NAME

utf8 - Perl pragma to enable/disable UTF-8 (or UTF-EBCDIC) in source code

SYNOPSIS

 use utf8;
 use utf8 'Greek', 'Arabic';  # allow mixed-scripts in identifiers
 no utf8;

 # Convert the internal representation of a Perl scalar to/from UTF-8.

 $num_octets = utf8::upgrade($string);
 $success    = utf8::downgrade($string[, $fail_ok]);

 # Change each character of a Perl scalar to/from a series of
 # characters that represent the UTF-8 bytes of each original character.

 utf8::encode($string);  # "\x{100}"  becomes "\xc4\x80"
 utf8::decode($string);  # "\xc4\x80" becomes "\x{100}"

 # Convert a code point from the platform native character set to
 # Unicode, and vice-versa.
 $unicode = utf8::native_to_unicode(ord('A')); # returns 65 on both
                                               # ASCII and EBCDIC
                                               # platforms
 $native = utf8::unicode_to_native(65);        # returns 65 on ASCII
                                               # platforms; 193 on
                                               # EBCDIC

 $flag = utf8::is_utf8($string); # since Perl 5.8.1
 $flag = utf8::valid($string);

DESCRIPTION

The use utf8 pragma tells the Perl parser to allow UTF-8 and certain mixed scripts other than Latin, Common and Inherited in the program text in the current lexical scope for identifiers (package and symbol names, function and variable names) and literals. It doesn't declare strings in the source to be UTF-8 encoded or unicode, see "The 'unicode_strings' feature" in feature instead.

The no utf8 pragma tells Perl to switch back to treating the source text as literal bytes in the current lexical scope. (On EBCDIC platforms, technically it is allowing UTF-EBCDIC, and not UTF-8, but this distinction is academic, so in this document the term UTF-8 is used to mean both).

Do not use this pragma for anything else than telling Perl that your script is written in UTF-8. The utility functions described below are directly usable without use utf8;.

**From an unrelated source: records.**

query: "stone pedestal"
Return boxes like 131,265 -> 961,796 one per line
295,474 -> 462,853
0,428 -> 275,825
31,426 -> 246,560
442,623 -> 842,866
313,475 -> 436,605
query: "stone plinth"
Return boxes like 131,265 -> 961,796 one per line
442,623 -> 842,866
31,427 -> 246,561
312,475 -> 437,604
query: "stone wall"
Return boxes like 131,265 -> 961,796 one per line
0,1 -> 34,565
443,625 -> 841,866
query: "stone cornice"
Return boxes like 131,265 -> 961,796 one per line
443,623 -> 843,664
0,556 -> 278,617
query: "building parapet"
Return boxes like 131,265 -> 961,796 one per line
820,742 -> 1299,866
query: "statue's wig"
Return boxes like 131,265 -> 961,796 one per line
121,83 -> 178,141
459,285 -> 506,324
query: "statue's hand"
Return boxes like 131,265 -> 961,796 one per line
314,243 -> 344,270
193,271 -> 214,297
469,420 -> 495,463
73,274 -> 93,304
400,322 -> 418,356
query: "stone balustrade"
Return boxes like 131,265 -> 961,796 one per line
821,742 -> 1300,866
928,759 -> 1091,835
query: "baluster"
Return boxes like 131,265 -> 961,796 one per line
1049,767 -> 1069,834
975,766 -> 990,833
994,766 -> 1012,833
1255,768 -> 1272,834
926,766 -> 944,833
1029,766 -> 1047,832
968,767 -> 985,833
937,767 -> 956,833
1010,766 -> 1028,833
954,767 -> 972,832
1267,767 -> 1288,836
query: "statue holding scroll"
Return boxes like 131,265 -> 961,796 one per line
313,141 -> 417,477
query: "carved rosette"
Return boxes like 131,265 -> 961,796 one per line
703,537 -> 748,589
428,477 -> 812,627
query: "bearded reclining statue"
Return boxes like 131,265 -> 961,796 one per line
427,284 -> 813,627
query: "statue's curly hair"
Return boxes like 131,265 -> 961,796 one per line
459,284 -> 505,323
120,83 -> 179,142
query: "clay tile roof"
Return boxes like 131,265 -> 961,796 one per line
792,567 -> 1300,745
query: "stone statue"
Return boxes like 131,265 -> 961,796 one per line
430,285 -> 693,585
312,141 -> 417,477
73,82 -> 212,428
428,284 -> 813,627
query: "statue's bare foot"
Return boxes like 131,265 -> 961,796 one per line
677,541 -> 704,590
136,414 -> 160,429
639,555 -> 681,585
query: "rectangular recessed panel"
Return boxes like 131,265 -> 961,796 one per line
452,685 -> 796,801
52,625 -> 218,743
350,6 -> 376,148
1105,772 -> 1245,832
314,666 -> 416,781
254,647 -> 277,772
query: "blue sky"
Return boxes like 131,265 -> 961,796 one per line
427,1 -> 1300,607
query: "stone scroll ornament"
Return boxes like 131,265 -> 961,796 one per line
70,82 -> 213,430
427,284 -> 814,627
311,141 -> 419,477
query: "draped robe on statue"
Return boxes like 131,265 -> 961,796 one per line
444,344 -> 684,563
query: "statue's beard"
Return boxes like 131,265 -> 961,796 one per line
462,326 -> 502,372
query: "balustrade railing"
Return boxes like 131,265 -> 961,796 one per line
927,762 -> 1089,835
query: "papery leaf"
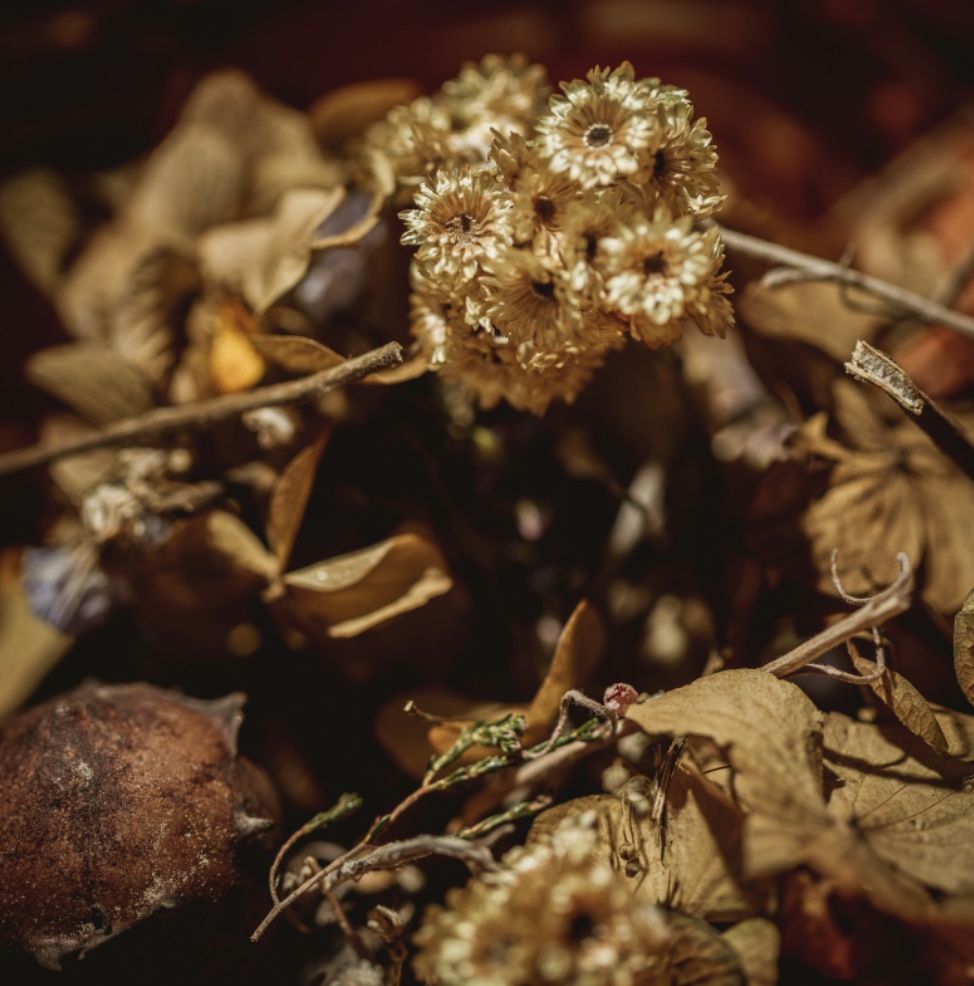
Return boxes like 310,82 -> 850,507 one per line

Because it is not possible to reliably tell UTF-8 from native 8 bit encodings, you need either a Byte Order Mark at the beginning of your source code, or use utf8;, to instruct perl.

When UTF-8 becomes the standard source format, this pragma wwithout any argument will become effectively a no-op.

See also the effects of the -C switch and its cousin, the PERL_UNICODE environment variable, in perlrun.

Enabling the utf8 pragma has the following effect:

Note that if you have non-ASCII, non-UTF-8 bytes in your script (for example embedded Latin-1 in your string literals), use utf8 will be unhappy. If you want to have such bytes under use utf8, you can disable this pragma until the end the block (or file, if at top level) by no utf8;.

Valid scripts

use utf8 takes any valid UCD script names as arguments. This declares those scripts for all identifiers as valid, all others besides 'Latin', 'Common' and 'Inherited' are invalid. This is currently only globally, not lexically scoped. Being forced to declare valid scripts disallows unicode confusables from different language families, which might looks the same but are not. This does not affect strings, only names, literals and numbers.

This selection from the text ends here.